Son yıllarda tatille hayatı birleştiren bir akım var: Su üstünde yaşamı mümkün kılan yüzen evler ve karavanlar…
Yaz ayları, birçok kişi için deniz kenarına ya da doğayla iç içe bir hayata geçiş ve rahatlama anlamına geliyor. Ancak son yıllarda bu “kaçış” artık sadece sahil kasabalarında yazlık kiralamaktan ibaret değil. Yeni bir akım giderek çok daha fazla insanı cezbediyor ki bunlar da tekne evler ve yüzen karavanlar! Bu yaşam tarzı, minimalizm, özgürlük ve doğayla uyumu bir araya getirirken, aynı zamanda “ev” kavramını da kökten değiştiriyor.
Tekne evlerde iyot kokusuyla uyanmak
Tekne evler ya da diğer adıyla “houseboat”lar genellikle göllerde, nehirlerde veya deniz kıyısında kullanılan, yaşam alanı olarak tasarlanmış tekneler. Özellikle de İskandinav ülkelerinde, Amsterdam gibi su şehirlerinde ve ABD’nin denizle, okyanusla iç içe eyaletlerinde bir hayli popülerdir.

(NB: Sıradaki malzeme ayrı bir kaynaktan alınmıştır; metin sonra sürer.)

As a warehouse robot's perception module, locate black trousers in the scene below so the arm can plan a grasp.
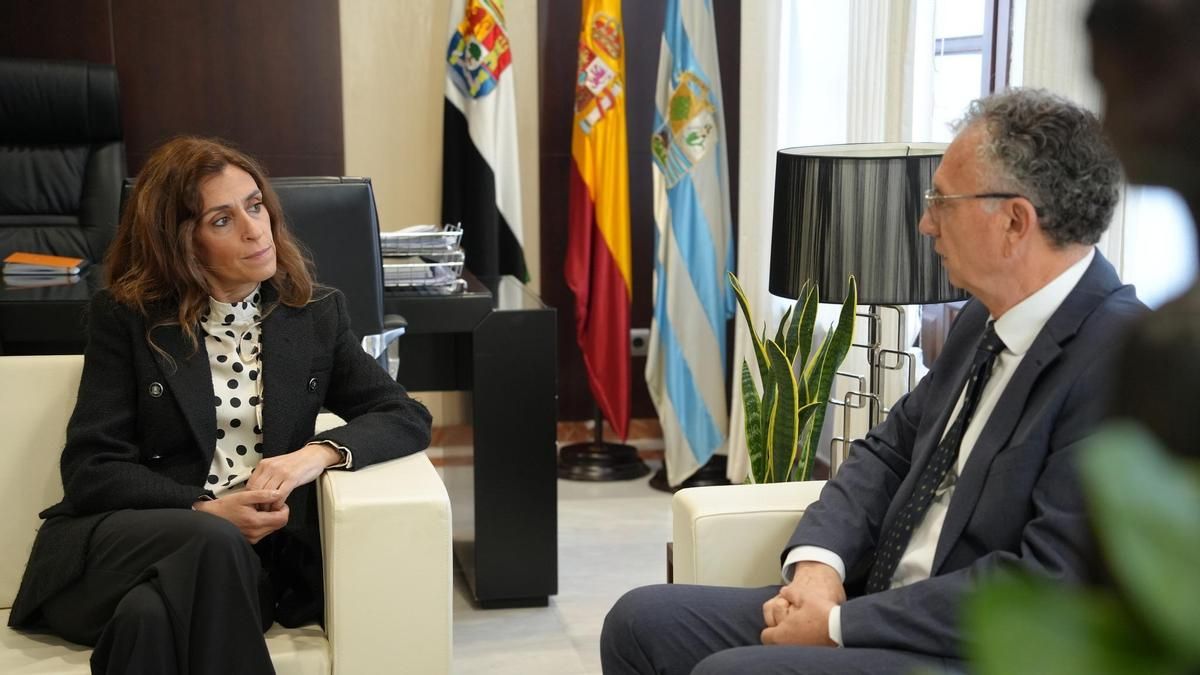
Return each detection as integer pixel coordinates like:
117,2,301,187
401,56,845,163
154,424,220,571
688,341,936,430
42,509,275,675
600,584,958,675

Tercih edilmesinin temel sebeplerinden biri bu hayat biçiminin kişiye hareket özgürlüğü sağlaması. Bu hayata sahip olan kişi istediği zaman konum değiştirme imkânı sunuyor. Manzara garantili bir yaşamla iç içe olmak da bir başka artısı. Her sabah suyun üstünde bambaşka bir manzaraya uyanmak bu yaşamı cazip hale getiriyor. Minimalist yaşam sürmenin avantajlarını sunuyor ki bu da küçük ama fonksiyonel alanlarda az eşya ile sade bir hayat demek. Kuş ve su sesleri, temiz hava ve gün batımına karşı yenen akşam yemekleri... Daha ne olsun?

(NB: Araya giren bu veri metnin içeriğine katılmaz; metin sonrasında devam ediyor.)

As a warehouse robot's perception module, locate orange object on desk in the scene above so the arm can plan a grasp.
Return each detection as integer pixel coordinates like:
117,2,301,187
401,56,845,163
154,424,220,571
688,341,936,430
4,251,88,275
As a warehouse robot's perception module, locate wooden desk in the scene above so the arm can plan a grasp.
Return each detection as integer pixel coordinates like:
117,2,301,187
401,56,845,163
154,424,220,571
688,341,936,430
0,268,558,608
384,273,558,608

Yüzen karavanlarla macera ve konfor bir arada
Yüzen karavanlar ise aslında bir karavanın suya uyarlanmış versiyonu. Genellikle göllerde, sakin sularda kullanılmak üzere tasarlanıyor. Bazı dikkat çekici modeller ise hem karada hem suda kullanılabilen amfibik araçlar.

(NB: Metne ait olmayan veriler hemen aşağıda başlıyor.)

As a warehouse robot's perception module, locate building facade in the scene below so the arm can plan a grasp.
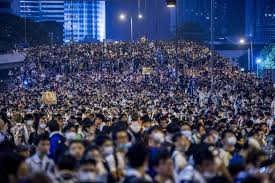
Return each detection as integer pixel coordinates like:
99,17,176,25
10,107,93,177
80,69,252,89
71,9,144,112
175,0,244,39
19,0,41,22
245,0,275,44
40,0,64,22
20,0,64,22
64,0,106,43
0,0,12,13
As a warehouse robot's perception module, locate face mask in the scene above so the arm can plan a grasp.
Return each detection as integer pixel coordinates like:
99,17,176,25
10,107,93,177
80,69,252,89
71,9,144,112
181,130,192,140
103,146,114,156
227,137,237,146
65,132,76,140
118,143,131,151
79,171,96,182
39,123,47,129
26,120,33,126
213,134,219,143
153,132,164,143
130,122,141,133
143,127,150,132
202,171,216,179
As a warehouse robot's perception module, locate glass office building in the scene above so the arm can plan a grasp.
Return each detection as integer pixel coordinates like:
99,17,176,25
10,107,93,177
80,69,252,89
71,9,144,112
20,0,64,22
246,0,275,43
40,0,64,22
64,0,105,43
19,0,41,22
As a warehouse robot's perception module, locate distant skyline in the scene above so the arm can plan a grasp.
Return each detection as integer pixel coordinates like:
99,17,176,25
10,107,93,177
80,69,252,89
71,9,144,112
0,0,275,43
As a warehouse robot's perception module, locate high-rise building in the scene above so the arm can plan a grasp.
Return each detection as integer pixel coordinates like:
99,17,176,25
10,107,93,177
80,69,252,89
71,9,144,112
245,0,275,43
175,0,244,38
64,0,106,42
0,0,11,13
20,0,64,22
40,0,64,22
19,0,41,21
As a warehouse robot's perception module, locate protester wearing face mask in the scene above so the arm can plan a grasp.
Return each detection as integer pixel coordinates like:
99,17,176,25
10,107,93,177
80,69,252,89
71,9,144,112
172,133,191,178
95,135,114,159
0,118,13,143
11,113,33,145
219,130,237,166
128,113,142,142
48,120,66,161
26,134,54,175
68,140,85,161
84,145,108,182
179,145,217,183
153,149,174,183
29,118,49,144
82,119,96,142
77,157,99,182
105,127,131,181
148,126,165,178
54,154,78,183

Bunların özellikleri arasında; su üstünde sabit yaşam veya kısa seyahatler için uygunluk öne çıkıyor. İçinde mutfak, yatak alanı, tuvalet ve bazen enerji depolayan ve sağlayan küçük güneş panelleri bulunuyor. Daha az bakım gerektiriyor; genelde tekne ehliyetiyle kullanılabiliyor.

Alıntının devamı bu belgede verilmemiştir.